Um Governo que disponha de maioria absoluta tem, em democracia, uma especial exigência. Claro que não o aflige o risco de cair no Parlamento, não o assustam as discordâncias, passa por cima da incompetência própria, pode conviver com a instabilidade das entradas e saídas de membros seus.
Pode ser conduzido a um estado de autismo, pode construir um muro à sua volta, pode imaginar que o poder reside em si próprio.
Há dois limites: a arquitetura do regime e o bom senso.
A liberdade de expressão e de manifestação asseguram a publicidade da discordância de todos os atores sociais. Não matam, certamente, mas amolentam.
Principalmente quando os problemas por resolver se tornam crónicos, quando a surdez responde, quando a esperança acaba.
A conflitualidade social é o espelho da insatisfação e pode conduzir à paralisia ou à agudização da resposta de setores fundamentais.
Se assim for, o Governo que a ignora tende a viver fora do mundo, a fechar os olhos, a fingir que não é nada com ele.
Pode, mesmo, dar bilhetes e passes gratuitos por simples inconsciência.
Não terá grande futuro. Mas para além das liberdades reconhecidas e protegidas, a Constituição lembra que o Governo não é único detentor do poder político mesmo que protegido pela maioria no Parlamento. Desde logo, o Tribunal Constitucional e, em geral, o sistema de Justiça. A constitucionalidade e a legalidade são limites que não podem ser ultrapassados.
Os atos do Governo passam por este crivo. Para além disto, Portugal tem Regiões Autónomas com representação eleitoral, atribuições e capacidade próprias que devem ser obrigatoriamente escutadas e respeitadas.
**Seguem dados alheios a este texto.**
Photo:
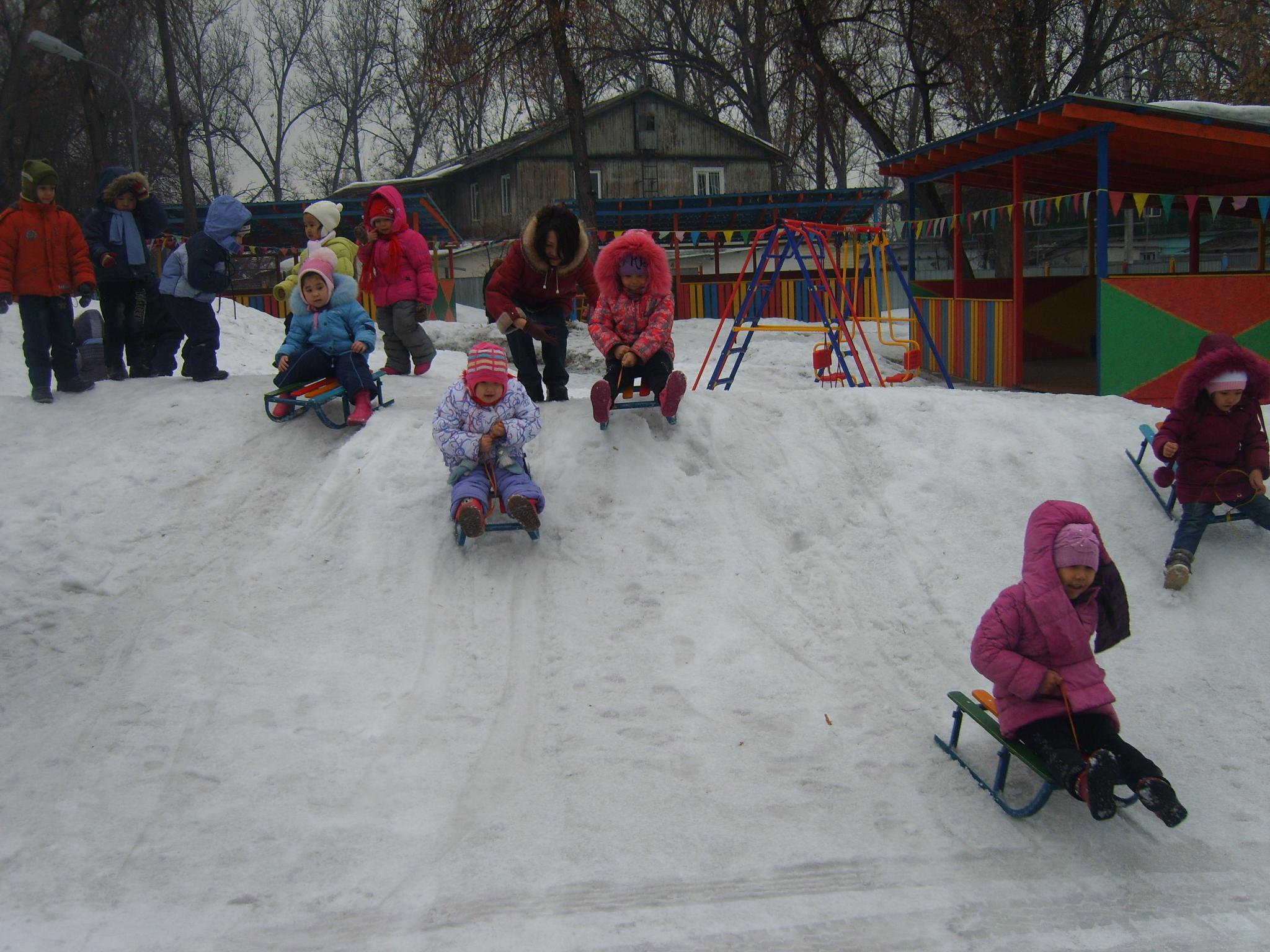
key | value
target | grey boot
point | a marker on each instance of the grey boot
(1178, 569)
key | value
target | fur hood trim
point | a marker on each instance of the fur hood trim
(121, 184)
(346, 291)
(540, 266)
(1219, 353)
(639, 243)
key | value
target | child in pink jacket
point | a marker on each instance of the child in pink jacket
(1034, 645)
(631, 324)
(397, 266)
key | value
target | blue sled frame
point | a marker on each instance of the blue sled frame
(319, 404)
(1170, 503)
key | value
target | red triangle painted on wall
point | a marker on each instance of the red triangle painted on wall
(1191, 299)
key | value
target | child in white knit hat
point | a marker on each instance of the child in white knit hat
(1215, 436)
(322, 220)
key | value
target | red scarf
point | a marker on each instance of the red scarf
(390, 267)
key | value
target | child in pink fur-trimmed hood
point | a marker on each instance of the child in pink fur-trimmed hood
(631, 324)
(1217, 437)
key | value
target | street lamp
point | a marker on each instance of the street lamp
(52, 45)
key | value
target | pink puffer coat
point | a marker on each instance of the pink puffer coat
(1033, 627)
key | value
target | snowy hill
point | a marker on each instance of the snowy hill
(254, 699)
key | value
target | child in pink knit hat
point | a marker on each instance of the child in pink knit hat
(1052, 696)
(1215, 436)
(482, 427)
(331, 335)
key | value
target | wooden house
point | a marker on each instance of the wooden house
(642, 144)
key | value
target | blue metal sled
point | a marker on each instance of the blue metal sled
(1170, 505)
(294, 397)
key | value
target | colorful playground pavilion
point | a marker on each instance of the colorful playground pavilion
(1094, 161)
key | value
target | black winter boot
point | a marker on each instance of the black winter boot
(1178, 569)
(1096, 785)
(1157, 795)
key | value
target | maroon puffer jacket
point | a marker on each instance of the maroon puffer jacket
(1217, 450)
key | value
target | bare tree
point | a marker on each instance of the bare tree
(276, 100)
Isto é, nenhuma delas se subsume numa coutada do Governo central.
E a lei fundamental acrescentou também os poderes atribuídos ao Presidente da República conferindo-lhe capacidade de intervenção, de fiscalização, de dissolução da Assembleia da República assistido por um conselho consultivo, o Conselho de Estado.
Do ponto de vista eleitoral, Presidente e Parlamento são escolhidos em eleições separadas, têm legitimidade própria, natural será que provindos de maiorias diferentes tenham, também, opiniões diversas.
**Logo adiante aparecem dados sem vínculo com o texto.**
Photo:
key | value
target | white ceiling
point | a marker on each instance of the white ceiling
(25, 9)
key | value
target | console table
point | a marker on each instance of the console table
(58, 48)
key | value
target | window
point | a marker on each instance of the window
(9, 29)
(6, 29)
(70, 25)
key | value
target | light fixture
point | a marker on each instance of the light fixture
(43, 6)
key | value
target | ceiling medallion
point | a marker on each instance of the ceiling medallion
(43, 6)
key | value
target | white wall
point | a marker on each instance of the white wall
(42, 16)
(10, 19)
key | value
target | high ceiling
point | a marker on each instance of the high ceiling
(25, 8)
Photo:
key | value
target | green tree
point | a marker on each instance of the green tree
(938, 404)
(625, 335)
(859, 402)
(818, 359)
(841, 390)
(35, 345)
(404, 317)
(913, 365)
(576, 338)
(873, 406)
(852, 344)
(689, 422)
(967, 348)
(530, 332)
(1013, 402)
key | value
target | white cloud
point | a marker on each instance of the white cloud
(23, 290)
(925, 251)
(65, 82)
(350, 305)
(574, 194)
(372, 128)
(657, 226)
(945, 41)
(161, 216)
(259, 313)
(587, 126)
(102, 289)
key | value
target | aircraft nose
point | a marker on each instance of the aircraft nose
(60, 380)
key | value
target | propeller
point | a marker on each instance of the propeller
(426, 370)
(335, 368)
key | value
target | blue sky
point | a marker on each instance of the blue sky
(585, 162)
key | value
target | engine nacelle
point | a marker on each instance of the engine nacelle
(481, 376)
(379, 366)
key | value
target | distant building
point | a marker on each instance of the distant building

E o Presidente é um agente político essencial. Pode concordar com o Governo, pode tentar facilitar-lhe a tarefa, pode ampará-lo e pode discordar, insistir, fundamentar a sua não concordância.
A frase utilizada pela qual se conclui que o Presidente não é a Rainha de Inglaterra quer significar que ele tem uma palavra a dizer e uma capacidade que não pode ser negada.
A democracia é um regime de equilíbrios, pressupõe partilha de poderes, não se divide entre os que são mudos e os que são surdos.
Por todas estas razões o que se passa é estranho.
O primeiro-ministro entende que a paz institucional em Portugal só é beliscada por picardias políticas. Faz de conta que não existe discordância, passa por cima dela, pretende ignorá-la. Felizmente que o presidente do seu partido está mais atento.
Diz ele que a as soluções não passam apenas pelo que o governo pensa, que devem ser aceites contributos, que não pode haver pesporrência e a humildade deve imperar.
É que a democracia não é apenas uma palavra e hoje que no Chile se jura defendê-la para sempre convém perceber exatamente do que falamos e como a praticamos.
O narciso no poder contribui para a sua destruição.